Le marché des capitaux manque de structure et de réglementation 

Pour M’fadel El Halaissi, présent au débat en sa qualité d’économiste, la place casablancaise peine à attirer la demande du fait de son manque de structure et de réglementation. « Il y a eu une inertie dans le développement du marché des capitaux. Les entreprises se financent aujourd’hui à 90% ou même plus sur le marché bancaire, qui souffre de fortes contraintes réglementaires. En parallèle, le marché financier a de l’argent. Il y a de l’épargne dans les caisses de retraites, les assurances, mais il n’est pas recyclé sur le marché financier car il n'y a pas de demande ni de structure qui permettent cela. Concernant l’épargne, il y aurait également besoin de restructurer le marché des capitaux. Nous ne sommes pas seuls dans le monde, le marché est mondial, et si l’on donne une structure claire et règlementée, l’argent de l’épargne mondiale viendra. Aujourd’hui, s’il ne vient pas, c’est parce que la règlementation n’est pas aussi précise » explique M’fadel El Halaissi.

Le manque de liquidité devrait être corrigé

Pour l’économiste Hassan Benabderrazik, le manque de dynamisme observé sur le marché des capitaux provient notamment du manque de liquidité. Ce dernier explique : « Il y a quelque chose de très simple à faire pour redynamiser le marché des capitaux, c’est de lui restituer de la liquidité. Aujourd’hui, lorsque vous êtes actionnaire, votre capacité à réaliser votre portefeuille est relativement limitée ».

Pour lui, différente mesures pourraient être prises pour améliorer la situation. « Il serait à mon sens pertinent de supprimer le marché de blocs, d’unifier l’ensemble des transactions sur le marché central et vous retrouverez, à la fois de la liquidité et un mécanisme de formation et de diffusion des prix qui est plus pertinent. Si aujourd'hui, nous avons deux marchés séparés, segmentés qui n'assurent plus la liquidité, la capacité à attirer de nouveaux opérateurs sera fortement limitée. Car il faut qu'il y ait de la liquidité pour que les gens viennent en bourse » explique-t-il.

Néanmoins, pour Adil Douiri, la priorité demeure, dans un premier temps, la dynamisation des introductions avant la liquidité. « Ce qui est important pour pérenniser le tissu des entreprises est de les obliger à être cotées. Le problème ne vient pas de l’épargne. Elle est disponible chez les caisses de retraite, les compagnies d’assurances, les OPCVM… Il y a suffisamment d’épargne institutionnelle pour financer les projets et les augmentations de capital, mais il y a trop peu de sociétés cotées en bourse et trop peu de projets d’investissement.
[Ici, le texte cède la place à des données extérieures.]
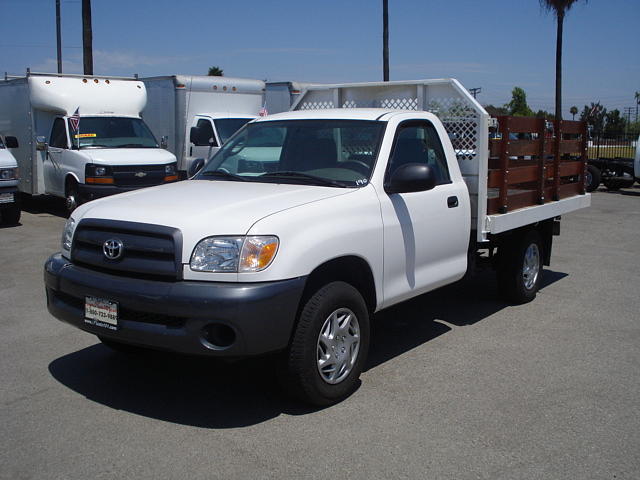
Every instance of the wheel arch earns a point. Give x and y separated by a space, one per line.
350 269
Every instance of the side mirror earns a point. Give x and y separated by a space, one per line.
194 135
11 142
196 166
41 144
411 177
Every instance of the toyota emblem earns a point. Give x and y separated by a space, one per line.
113 249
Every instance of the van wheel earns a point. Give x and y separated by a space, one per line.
329 346
11 215
72 197
592 178
520 268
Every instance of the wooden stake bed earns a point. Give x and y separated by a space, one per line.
528 165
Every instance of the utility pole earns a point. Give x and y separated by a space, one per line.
627 112
87 38
475 91
385 40
58 36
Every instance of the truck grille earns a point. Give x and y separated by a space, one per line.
138 175
148 251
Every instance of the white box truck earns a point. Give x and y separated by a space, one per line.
308 222
199 113
9 199
81 137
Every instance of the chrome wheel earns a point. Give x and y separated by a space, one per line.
338 345
531 267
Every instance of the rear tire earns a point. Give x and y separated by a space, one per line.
329 346
11 215
592 178
520 268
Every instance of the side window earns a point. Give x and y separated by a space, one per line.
58 134
206 133
420 143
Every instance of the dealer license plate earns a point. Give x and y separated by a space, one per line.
101 313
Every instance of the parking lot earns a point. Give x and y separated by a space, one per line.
458 385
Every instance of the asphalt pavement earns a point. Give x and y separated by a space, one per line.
459 385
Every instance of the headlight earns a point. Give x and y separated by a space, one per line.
67 235
170 169
234 254
8 173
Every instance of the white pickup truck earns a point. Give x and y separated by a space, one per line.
306 223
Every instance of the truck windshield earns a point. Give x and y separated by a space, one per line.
111 132
226 127
339 153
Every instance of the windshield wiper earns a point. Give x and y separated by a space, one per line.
223 174
304 176
134 145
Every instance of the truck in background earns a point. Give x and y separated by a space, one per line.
82 137
280 96
9 198
199 113
308 222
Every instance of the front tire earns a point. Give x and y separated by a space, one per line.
520 268
329 346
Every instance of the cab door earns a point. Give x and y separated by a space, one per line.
203 139
426 234
53 160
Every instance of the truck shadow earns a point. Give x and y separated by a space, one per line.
208 393
44 204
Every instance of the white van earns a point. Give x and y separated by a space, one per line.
199 113
9 199
82 137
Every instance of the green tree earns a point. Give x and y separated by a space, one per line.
574 111
614 123
215 72
594 115
560 9
518 104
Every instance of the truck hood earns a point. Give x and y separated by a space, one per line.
129 156
203 208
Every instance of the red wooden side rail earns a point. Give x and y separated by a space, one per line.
530 164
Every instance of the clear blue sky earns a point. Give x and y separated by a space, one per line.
494 44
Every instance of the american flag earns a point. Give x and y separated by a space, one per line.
74 119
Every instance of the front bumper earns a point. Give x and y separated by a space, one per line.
9 197
93 192
178 316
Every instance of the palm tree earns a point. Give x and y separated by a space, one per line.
385 40
559 8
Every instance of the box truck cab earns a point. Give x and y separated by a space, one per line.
9 199
82 137
198 113
210 131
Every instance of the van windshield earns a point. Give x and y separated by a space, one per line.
226 127
111 132
335 153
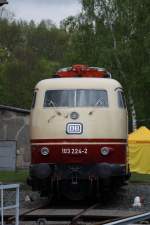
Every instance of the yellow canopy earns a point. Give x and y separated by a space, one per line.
139 150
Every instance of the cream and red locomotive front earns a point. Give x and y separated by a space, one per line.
79 133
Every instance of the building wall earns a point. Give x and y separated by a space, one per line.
14 125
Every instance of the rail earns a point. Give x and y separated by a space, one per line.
133 219
15 206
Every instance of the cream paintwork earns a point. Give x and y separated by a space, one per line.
111 122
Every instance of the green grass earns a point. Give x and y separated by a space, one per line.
140 178
18 176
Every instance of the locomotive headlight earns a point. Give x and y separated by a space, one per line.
44 151
105 151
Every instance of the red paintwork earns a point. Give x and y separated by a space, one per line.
101 140
80 70
117 154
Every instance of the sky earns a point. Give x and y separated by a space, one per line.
37 10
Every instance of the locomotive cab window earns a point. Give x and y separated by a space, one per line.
76 98
121 99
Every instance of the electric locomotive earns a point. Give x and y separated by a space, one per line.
78 133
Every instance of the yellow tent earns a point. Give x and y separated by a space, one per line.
139 150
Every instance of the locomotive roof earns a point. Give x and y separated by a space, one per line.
78 83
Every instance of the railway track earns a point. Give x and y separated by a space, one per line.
44 214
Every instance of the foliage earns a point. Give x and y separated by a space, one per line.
28 53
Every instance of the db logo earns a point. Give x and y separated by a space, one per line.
74 128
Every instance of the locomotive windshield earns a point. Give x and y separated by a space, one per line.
76 98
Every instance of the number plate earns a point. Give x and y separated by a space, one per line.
74 151
74 128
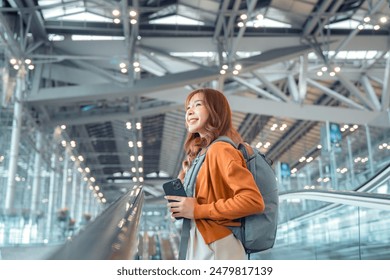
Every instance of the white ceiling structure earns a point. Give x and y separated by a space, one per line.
292 65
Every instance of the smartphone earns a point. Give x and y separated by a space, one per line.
174 187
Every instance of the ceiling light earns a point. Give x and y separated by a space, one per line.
383 19
133 13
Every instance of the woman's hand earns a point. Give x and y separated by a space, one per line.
182 207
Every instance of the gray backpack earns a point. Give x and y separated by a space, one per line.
257 232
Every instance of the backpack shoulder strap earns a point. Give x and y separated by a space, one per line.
227 140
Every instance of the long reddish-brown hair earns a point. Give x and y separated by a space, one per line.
219 123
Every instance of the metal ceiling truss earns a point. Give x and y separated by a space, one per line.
79 83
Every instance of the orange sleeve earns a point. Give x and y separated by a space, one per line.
229 183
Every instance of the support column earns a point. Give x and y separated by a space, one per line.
65 178
15 138
52 187
37 178
369 150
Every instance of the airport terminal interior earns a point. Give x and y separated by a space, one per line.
92 120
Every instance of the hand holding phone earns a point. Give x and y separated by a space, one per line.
176 188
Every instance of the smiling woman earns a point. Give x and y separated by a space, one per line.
224 189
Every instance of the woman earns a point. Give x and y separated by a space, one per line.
225 189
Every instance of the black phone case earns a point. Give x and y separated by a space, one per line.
174 187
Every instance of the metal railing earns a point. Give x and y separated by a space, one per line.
113 235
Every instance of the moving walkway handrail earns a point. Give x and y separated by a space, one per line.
112 235
360 199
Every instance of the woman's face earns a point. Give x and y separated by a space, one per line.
196 114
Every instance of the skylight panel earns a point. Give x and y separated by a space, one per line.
176 20
266 22
86 16
95 38
345 24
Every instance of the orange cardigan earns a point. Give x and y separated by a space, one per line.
225 190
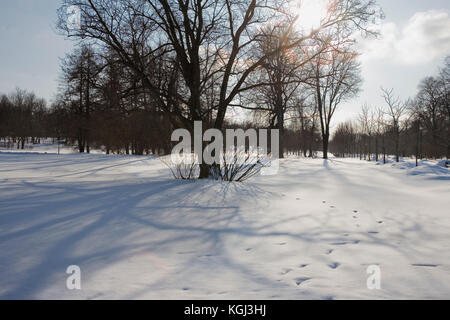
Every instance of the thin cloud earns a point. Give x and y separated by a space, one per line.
424 38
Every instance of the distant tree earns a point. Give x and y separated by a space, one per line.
336 79
395 111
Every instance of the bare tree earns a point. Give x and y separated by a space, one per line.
395 110
337 78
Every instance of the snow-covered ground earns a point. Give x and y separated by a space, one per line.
309 232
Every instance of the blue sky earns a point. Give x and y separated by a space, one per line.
416 38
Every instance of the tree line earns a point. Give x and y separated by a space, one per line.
418 127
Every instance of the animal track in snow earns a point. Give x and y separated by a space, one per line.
286 271
426 265
334 265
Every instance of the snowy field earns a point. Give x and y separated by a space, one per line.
309 232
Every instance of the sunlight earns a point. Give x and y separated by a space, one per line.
311 12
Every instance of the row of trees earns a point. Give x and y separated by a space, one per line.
23 117
169 63
417 127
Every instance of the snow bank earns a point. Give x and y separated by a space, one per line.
309 232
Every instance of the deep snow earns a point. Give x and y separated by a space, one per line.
309 232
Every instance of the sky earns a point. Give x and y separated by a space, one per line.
415 40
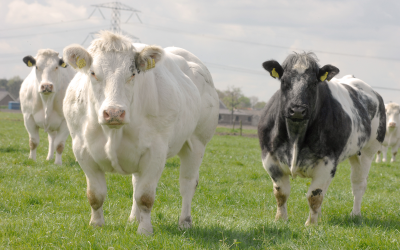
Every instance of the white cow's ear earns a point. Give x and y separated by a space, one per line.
148 57
29 61
76 56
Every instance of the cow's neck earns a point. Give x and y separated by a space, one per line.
296 133
48 106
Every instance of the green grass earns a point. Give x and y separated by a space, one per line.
43 205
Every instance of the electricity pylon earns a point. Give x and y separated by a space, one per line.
116 7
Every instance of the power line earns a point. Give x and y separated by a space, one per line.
45 24
259 44
47 33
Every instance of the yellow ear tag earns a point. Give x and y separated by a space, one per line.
80 62
274 73
323 78
150 64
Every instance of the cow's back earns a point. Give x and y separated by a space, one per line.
366 109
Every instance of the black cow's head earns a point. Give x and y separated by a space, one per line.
300 75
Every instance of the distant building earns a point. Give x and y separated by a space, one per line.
248 117
5 97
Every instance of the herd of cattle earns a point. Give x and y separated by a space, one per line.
128 107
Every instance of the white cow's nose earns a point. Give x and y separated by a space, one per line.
114 116
46 88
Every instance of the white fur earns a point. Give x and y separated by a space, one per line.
170 109
392 136
45 111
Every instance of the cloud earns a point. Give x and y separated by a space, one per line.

Dans un premier temps il faudrait placer un grand nombre de sociétés en bourse, qui ont des besoins, des projets, et dans un second temps, améliorer l’acheminement de l’épargne » explique-t-il.

Compétences, ambitions et transparence sont les principales raisons du faible nombre d'IPO

L’économiste Youssef Saâdani préfère tempérer. Pour lui, le manque de papier sur la cote a des racines profondes et s’explique par plusieurs raisons.

Il explique : « Si les entreprises ne s’introduisent pas en bourse, c’est qu’il y a des raisons très profondes. Elles concernent les aspects de transparence, les sujets d’ambitions, de stratégie ou de capacité. Dans le cadre d’un nouveau modèle de développement, il s’agit de traiter les racines. Nous appelons à un renouveau du tissu entrepreneurial pour que les entrepreneurs qui construisent les entreprises et qui les font grandir soient suffisamment organisés et structurés pour pouvoir arriver à une éventuelle introduction en bourse ».